Наконец она все-таки вырвалась, с треском порвав платье. Это ж надо как уцепился! Проскочила мимо его мамы. «Вы куда, Милочка?» Выбежала на улицу, ослепшую от солнца, наполненную звенящей июньской духотой. Схватила кстати подвернувшееся такси, поехала домой злая, гордая, с пылающим лицом, рукой придерживая разорванную бретельку и там еще — лоскут под мышкой. И не обидно было, что платье выбрасывать, не перешьешь. Ну и пусть! Даже интересно. Дикарь! Сумасшедший. И немедленно все — рассказать Ритусику, ей тоже один молодой человек руки выворачивал. Совсем голову теряют. Взяли моду…
Дома ждала Люся Кораблева, нетерпеливо прохаживалась по комнате, встряхивая короткой своей стрижкой. Они к экзаменам решили вместе готовиться. Но Кораблевой она ничего не сказала. Переоделась. Вымыла лицо под краном.
«В технике, в конструкторском ремесле все завязано! — сообщила Кораблева. — Ты понимаешь, чем определяется калибр танковой пушки? — и, не дожидаясь ответа, сама же разъяснила, сверкая глазами. — Шириной железнодорожной колеи!
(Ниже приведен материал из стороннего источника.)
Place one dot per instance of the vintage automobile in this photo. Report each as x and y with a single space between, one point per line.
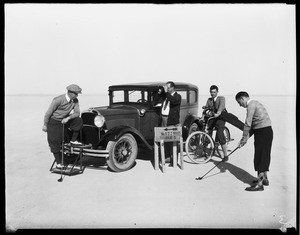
129 120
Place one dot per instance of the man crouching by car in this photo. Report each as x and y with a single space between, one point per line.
64 110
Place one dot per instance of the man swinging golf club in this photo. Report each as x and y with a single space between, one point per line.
258 122
63 111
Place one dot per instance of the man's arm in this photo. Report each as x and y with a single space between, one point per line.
221 106
174 100
53 106
248 123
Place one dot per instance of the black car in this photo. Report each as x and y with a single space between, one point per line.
129 120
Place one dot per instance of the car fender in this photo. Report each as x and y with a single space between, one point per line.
115 133
190 119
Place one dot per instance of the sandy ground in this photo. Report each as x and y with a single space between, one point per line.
143 197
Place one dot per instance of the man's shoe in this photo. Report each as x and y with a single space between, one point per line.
255 188
264 182
59 166
75 142
225 159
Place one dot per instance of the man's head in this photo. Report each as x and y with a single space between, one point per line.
170 87
242 98
213 91
73 91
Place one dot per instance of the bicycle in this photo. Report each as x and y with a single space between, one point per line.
200 145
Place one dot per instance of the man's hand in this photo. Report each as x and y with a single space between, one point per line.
242 142
65 120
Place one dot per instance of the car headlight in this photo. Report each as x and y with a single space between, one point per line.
99 121
142 112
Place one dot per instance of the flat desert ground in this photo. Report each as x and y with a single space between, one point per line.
144 197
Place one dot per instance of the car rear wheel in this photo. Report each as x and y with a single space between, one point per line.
122 153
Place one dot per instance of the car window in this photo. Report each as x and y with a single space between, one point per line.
193 97
183 97
129 96
135 95
118 96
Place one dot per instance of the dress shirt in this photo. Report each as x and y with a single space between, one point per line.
257 117
61 107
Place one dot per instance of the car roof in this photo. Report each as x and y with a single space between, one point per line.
150 85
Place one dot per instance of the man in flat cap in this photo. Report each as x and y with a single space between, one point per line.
64 109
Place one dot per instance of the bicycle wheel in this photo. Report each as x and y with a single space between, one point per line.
227 137
199 147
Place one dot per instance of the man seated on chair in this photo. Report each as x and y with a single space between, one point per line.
217 106
64 109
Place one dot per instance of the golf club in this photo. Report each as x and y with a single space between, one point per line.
200 178
62 153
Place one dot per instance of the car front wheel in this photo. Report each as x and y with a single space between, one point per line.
122 153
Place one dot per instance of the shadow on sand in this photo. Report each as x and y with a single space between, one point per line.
237 172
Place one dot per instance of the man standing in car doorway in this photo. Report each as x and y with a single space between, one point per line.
170 113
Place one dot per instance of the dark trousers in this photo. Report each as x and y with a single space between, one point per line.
232 119
219 124
263 138
55 133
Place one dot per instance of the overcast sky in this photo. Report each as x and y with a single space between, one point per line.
248 47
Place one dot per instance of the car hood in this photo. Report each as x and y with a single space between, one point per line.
116 110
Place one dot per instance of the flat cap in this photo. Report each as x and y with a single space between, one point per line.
74 88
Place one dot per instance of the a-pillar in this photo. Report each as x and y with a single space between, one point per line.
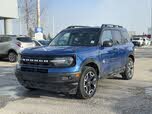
8 30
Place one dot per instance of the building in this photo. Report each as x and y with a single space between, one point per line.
131 33
8 11
149 30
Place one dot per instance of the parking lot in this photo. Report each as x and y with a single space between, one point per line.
113 96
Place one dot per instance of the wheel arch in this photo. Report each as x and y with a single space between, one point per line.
92 63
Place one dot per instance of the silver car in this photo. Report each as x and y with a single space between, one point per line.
11 45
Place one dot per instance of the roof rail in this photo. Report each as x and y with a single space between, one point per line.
111 26
70 27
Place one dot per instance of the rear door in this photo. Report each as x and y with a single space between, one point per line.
4 45
118 48
108 55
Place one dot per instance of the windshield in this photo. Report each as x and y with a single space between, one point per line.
24 39
81 37
44 42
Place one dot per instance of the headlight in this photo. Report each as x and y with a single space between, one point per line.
63 61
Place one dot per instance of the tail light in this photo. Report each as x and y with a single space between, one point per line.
19 44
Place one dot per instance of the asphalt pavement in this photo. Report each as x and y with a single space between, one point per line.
114 96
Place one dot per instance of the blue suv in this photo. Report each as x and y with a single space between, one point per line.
76 59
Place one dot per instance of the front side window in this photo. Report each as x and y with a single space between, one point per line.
117 38
82 37
5 39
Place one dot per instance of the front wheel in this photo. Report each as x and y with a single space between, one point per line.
129 70
12 56
87 84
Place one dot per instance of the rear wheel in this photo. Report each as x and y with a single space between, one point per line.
12 56
129 70
88 83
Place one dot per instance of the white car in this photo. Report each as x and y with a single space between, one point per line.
11 45
146 41
137 41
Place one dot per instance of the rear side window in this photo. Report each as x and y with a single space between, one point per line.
117 38
107 36
5 39
24 39
125 36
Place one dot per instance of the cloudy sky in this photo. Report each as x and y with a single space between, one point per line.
132 14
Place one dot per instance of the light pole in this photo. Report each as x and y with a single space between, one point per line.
38 14
151 18
53 26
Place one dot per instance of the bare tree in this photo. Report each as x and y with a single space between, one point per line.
28 10
28 13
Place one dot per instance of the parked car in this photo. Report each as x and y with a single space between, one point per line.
11 45
76 59
41 42
137 41
146 41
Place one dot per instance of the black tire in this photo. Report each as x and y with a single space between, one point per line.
87 84
129 70
29 88
12 56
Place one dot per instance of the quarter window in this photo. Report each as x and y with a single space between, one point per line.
107 36
126 37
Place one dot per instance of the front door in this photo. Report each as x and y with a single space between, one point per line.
108 55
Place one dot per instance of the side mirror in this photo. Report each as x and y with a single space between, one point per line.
107 43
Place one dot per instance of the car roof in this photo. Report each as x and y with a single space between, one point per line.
94 28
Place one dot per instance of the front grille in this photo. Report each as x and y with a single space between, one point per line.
36 60
24 69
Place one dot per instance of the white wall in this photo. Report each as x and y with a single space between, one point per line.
8 8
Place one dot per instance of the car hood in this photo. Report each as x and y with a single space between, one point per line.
50 50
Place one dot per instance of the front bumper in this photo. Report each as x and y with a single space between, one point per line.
56 82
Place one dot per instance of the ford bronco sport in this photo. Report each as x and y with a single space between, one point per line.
76 59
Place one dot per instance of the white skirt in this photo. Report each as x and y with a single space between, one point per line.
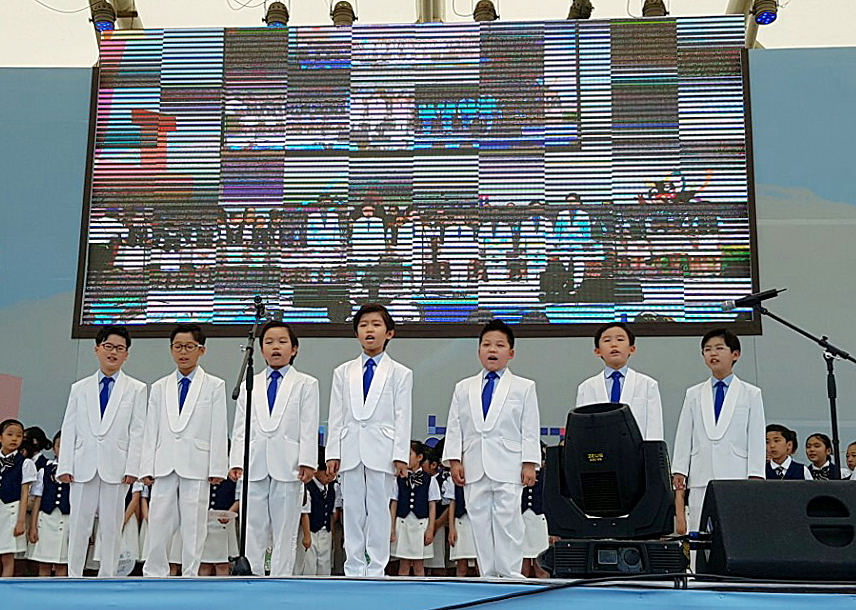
131 538
438 560
465 547
52 545
9 543
535 537
410 539
221 542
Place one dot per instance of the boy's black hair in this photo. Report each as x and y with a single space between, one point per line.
500 326
823 439
605 327
113 329
193 329
418 447
6 423
374 308
37 438
789 435
279 324
729 337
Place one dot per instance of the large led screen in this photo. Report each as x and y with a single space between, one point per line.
554 174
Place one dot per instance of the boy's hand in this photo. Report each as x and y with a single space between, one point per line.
458 472
527 475
681 524
305 475
333 467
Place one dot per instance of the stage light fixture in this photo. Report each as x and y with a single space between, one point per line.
103 16
580 9
654 8
343 14
277 15
765 11
485 11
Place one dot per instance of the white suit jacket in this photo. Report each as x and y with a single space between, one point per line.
498 446
375 432
285 439
638 391
192 444
732 448
109 446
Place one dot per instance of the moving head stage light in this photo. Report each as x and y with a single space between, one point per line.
606 489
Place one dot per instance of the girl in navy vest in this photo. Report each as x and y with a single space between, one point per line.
535 537
16 475
781 444
818 449
413 509
221 541
462 544
49 522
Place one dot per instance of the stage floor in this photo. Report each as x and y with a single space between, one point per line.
407 594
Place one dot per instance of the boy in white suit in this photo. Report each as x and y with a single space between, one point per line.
283 450
614 343
369 439
721 430
102 434
493 448
184 449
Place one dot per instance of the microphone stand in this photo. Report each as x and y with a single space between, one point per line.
830 355
242 564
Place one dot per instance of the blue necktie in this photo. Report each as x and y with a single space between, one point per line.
615 394
182 394
272 388
718 399
487 392
105 393
368 376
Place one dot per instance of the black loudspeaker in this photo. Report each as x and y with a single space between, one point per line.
780 530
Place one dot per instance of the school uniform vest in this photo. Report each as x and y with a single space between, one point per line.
321 507
222 495
794 472
460 504
413 498
533 497
54 493
10 480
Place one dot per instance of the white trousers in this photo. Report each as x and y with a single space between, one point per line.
108 501
318 557
366 495
177 504
273 511
494 510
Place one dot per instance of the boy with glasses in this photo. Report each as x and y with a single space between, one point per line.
102 433
184 449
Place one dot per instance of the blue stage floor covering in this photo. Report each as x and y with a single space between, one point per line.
404 594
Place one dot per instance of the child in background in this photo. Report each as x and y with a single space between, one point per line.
318 520
413 511
818 450
16 475
49 522
781 444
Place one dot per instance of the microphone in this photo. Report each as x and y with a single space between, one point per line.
752 300
260 307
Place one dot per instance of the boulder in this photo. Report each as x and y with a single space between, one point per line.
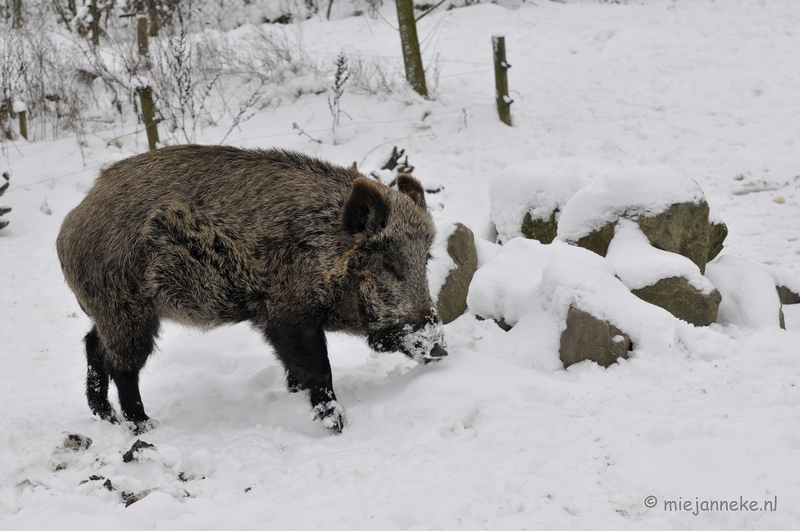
543 230
452 300
787 296
589 338
683 228
749 297
681 299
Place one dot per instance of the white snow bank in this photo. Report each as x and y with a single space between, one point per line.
634 190
507 287
639 264
539 187
749 297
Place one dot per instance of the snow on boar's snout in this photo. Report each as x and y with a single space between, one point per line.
211 235
392 273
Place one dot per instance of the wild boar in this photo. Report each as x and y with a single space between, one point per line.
212 235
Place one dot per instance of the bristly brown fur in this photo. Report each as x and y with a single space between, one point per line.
209 235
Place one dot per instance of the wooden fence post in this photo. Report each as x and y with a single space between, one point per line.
16 21
141 35
95 12
23 124
149 115
412 57
501 79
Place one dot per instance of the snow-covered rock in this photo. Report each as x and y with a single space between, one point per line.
749 297
533 192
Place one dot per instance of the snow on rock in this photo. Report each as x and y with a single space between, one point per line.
507 287
640 190
441 263
596 290
639 264
788 284
539 187
749 297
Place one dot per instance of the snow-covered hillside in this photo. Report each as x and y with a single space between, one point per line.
498 435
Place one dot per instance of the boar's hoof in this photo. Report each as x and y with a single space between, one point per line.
435 354
331 415
138 428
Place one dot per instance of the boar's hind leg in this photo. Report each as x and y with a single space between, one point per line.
125 352
97 377
304 355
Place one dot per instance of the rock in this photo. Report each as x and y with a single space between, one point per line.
599 240
681 299
138 451
76 442
683 228
787 296
749 297
589 338
452 300
543 230
716 237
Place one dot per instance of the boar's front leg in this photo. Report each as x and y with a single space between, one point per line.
304 355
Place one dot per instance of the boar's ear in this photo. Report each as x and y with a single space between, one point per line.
365 210
412 188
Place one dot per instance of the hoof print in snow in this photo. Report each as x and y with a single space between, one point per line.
589 338
452 300
543 230
138 451
499 322
133 498
681 299
76 442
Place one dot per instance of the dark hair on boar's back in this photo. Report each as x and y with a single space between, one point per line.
211 235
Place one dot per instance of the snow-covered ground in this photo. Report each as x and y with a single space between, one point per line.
498 435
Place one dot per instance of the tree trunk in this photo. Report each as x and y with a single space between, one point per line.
412 57
16 21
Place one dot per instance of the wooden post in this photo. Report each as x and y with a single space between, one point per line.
95 12
412 57
23 124
501 79
152 9
149 115
141 35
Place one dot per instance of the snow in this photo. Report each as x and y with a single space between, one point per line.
539 187
507 287
640 190
497 435
639 264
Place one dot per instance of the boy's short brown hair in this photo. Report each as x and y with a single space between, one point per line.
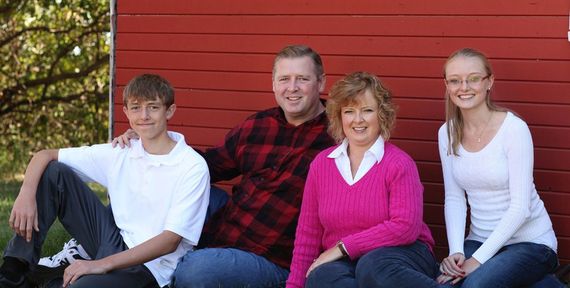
148 87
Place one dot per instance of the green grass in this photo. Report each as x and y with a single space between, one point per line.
57 235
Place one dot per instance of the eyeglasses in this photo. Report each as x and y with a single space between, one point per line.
471 81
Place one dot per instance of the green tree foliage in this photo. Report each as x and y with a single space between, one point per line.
54 78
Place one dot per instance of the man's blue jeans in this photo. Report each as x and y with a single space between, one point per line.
402 266
516 265
226 267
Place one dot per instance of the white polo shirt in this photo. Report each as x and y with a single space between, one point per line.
150 193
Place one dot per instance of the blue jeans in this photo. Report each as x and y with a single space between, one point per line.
226 267
516 265
402 266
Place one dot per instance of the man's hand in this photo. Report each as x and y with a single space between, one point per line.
332 254
83 267
123 140
24 216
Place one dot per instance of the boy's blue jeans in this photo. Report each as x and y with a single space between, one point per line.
226 267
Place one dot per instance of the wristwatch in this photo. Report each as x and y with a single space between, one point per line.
342 249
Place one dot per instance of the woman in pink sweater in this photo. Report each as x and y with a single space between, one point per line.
361 216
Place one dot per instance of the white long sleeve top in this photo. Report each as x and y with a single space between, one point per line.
504 204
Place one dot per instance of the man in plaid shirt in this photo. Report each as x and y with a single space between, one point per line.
249 241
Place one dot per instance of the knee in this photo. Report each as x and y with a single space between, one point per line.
378 268
55 169
475 280
195 269
326 275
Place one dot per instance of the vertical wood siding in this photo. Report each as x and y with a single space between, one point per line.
218 55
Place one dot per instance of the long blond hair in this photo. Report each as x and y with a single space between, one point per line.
453 116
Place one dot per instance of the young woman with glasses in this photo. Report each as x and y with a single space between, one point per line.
487 159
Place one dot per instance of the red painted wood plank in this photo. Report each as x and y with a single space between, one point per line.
505 69
511 48
554 93
365 7
372 25
224 100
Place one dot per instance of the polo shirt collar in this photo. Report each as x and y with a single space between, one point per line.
172 158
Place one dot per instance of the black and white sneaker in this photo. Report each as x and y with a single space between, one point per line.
71 251
53 266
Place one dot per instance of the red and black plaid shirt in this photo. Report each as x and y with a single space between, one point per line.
273 158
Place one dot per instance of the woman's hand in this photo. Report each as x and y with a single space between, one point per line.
123 140
451 268
332 254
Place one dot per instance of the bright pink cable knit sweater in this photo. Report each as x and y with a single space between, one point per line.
384 208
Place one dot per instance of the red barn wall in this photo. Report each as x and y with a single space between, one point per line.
218 55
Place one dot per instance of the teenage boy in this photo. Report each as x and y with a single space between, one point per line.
249 241
158 189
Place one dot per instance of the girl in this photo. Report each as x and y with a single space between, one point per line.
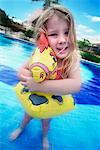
58 26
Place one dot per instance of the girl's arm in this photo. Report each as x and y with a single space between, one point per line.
69 85
24 70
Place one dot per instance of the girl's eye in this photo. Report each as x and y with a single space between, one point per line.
53 34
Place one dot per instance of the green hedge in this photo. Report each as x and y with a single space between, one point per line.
90 57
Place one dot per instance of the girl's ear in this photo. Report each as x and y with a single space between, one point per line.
42 42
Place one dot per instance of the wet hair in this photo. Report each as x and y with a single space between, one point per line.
61 12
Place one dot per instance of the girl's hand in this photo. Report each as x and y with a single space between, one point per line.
29 83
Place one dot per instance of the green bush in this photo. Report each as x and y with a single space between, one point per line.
90 57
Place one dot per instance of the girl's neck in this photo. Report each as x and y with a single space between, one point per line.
60 63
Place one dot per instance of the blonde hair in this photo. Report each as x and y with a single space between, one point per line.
62 12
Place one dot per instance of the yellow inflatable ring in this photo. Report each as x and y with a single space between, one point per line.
41 105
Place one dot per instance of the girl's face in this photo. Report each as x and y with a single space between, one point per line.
57 34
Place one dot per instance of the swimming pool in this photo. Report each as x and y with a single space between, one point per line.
76 130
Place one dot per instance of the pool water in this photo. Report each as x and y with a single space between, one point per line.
76 130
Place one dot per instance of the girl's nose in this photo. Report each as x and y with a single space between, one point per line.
62 39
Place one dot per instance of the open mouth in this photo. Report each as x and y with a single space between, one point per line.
62 50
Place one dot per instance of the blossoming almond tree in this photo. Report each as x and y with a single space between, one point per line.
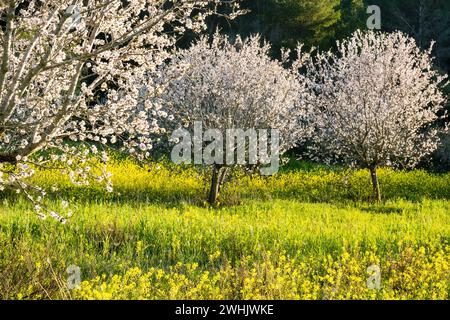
223 85
74 70
376 101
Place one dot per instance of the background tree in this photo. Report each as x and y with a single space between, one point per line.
227 85
376 100
58 57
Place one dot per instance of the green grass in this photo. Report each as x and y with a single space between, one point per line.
307 233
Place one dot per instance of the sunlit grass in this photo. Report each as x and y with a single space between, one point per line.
303 234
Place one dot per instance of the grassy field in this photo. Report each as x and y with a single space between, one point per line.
307 233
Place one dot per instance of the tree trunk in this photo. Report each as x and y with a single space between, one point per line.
375 185
215 185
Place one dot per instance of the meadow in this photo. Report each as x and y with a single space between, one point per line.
309 232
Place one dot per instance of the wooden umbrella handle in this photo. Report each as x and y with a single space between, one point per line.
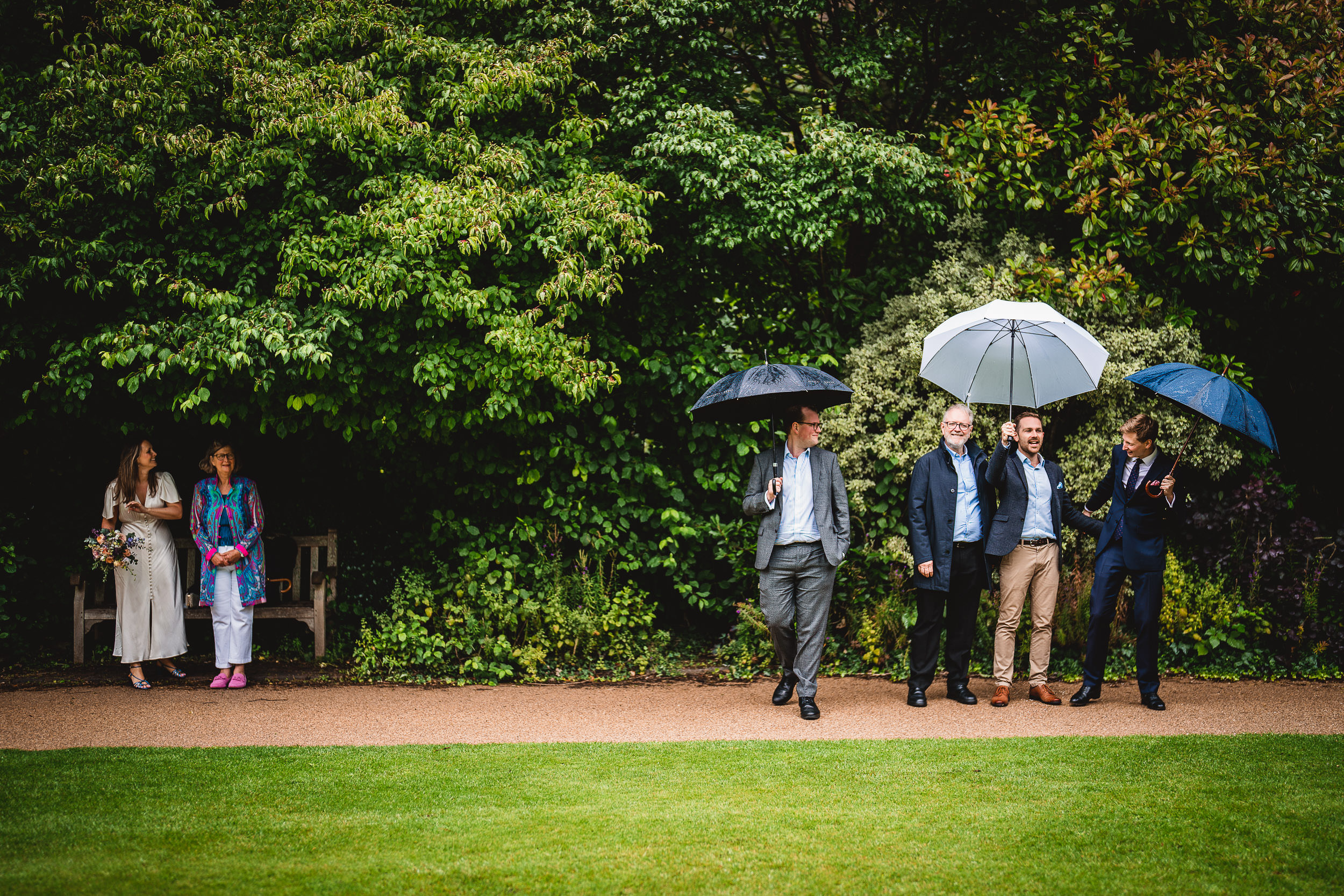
1152 484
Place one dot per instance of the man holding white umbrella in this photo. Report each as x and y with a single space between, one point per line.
1019 354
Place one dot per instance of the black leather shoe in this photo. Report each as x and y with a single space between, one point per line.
785 691
1085 696
961 693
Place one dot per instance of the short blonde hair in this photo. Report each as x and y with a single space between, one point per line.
1141 426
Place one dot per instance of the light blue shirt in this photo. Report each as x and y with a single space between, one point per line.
797 516
967 523
1039 523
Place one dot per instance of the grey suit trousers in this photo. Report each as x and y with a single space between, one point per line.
797 585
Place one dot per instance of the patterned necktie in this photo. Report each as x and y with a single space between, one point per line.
1133 480
1129 492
Этого-то конструкторы «тигра» в свое время и не учли, вот он у них нетранспортабельный и получился. Его чтоб по железной дороге доставить, встречные поезда надо было останавливать, мостовые строения раздвигать. И все потому, что ширина корпуса определяется диаметром погона танковой башни, а погон в свою очередь лимитируется величиной отката пушки, откат же — прямая функция от калибра. Думать надо! Ну олухи… Им пушку восьмидесятивосьмимиллиметровую длиной в пятьдесят шесть калибров на свое изделие поставить захотелось. Ну и ну…» — «Кто о чем! Ты все о своем. Сдался тебе этот «тигр», неженское дело. Платье бы лучше подшила, нитка вон торчит». — «Что значит женское, неженское? — обиделась Кораблева. — Да будет известно, в наше время вооруженные силы любой страны отождествляются с нацией, подобно армиям античности». — «Античности… В античные времена не было женщин-инженеров! Кто придумал, что женщина должна идти в технический вуз? — Ее злость душила. — Разве в этом равноправие: я тоже могу быть инженером-конструктором? Наивная эмансипация!»
— Женщина должна быть украшением, ее обязанность кружить мужчинам голову, пока молода, а там она — жена, мать, мама, говорит Луцык. Женщина должна сидеть дома, кормить мужа, обед ему готовить — первое, второе, третье, воспитывать детей, а то что получается? Что мы видим? Муж некормленый, ребенок неухоженный, растет на улице, никто не работает: ни она, ни муж, ни руководительница в детском саду — у всех свои заботы, все дерганые, и каждый полагает, что ему мало платят, а вы говорите, производительность труда. Баба — дома, вот будет производительность труда…
«Я бабой не хочу быть, — должна была б фыркнуть Кораблева. И отвернуться, и дернуть острым плечом. — Подумаешь, мужа кормить. Очень надо…» — «Ничего-то ты не знаешь. Я тебе ничего не скажу», — злорадно думала Люда Горбунова, с гордым сожалением глядя на подругу. Но вслух ничего не сказала — хватило ума. Они сели заниматься. Бабушка Лина к вечеру испекла пирожков с изюмом. «Труженицы вы мои, — говорила и скрюченными пальцами ощупывала пирожки, как ощупывают новорожденных котят, — труженицы».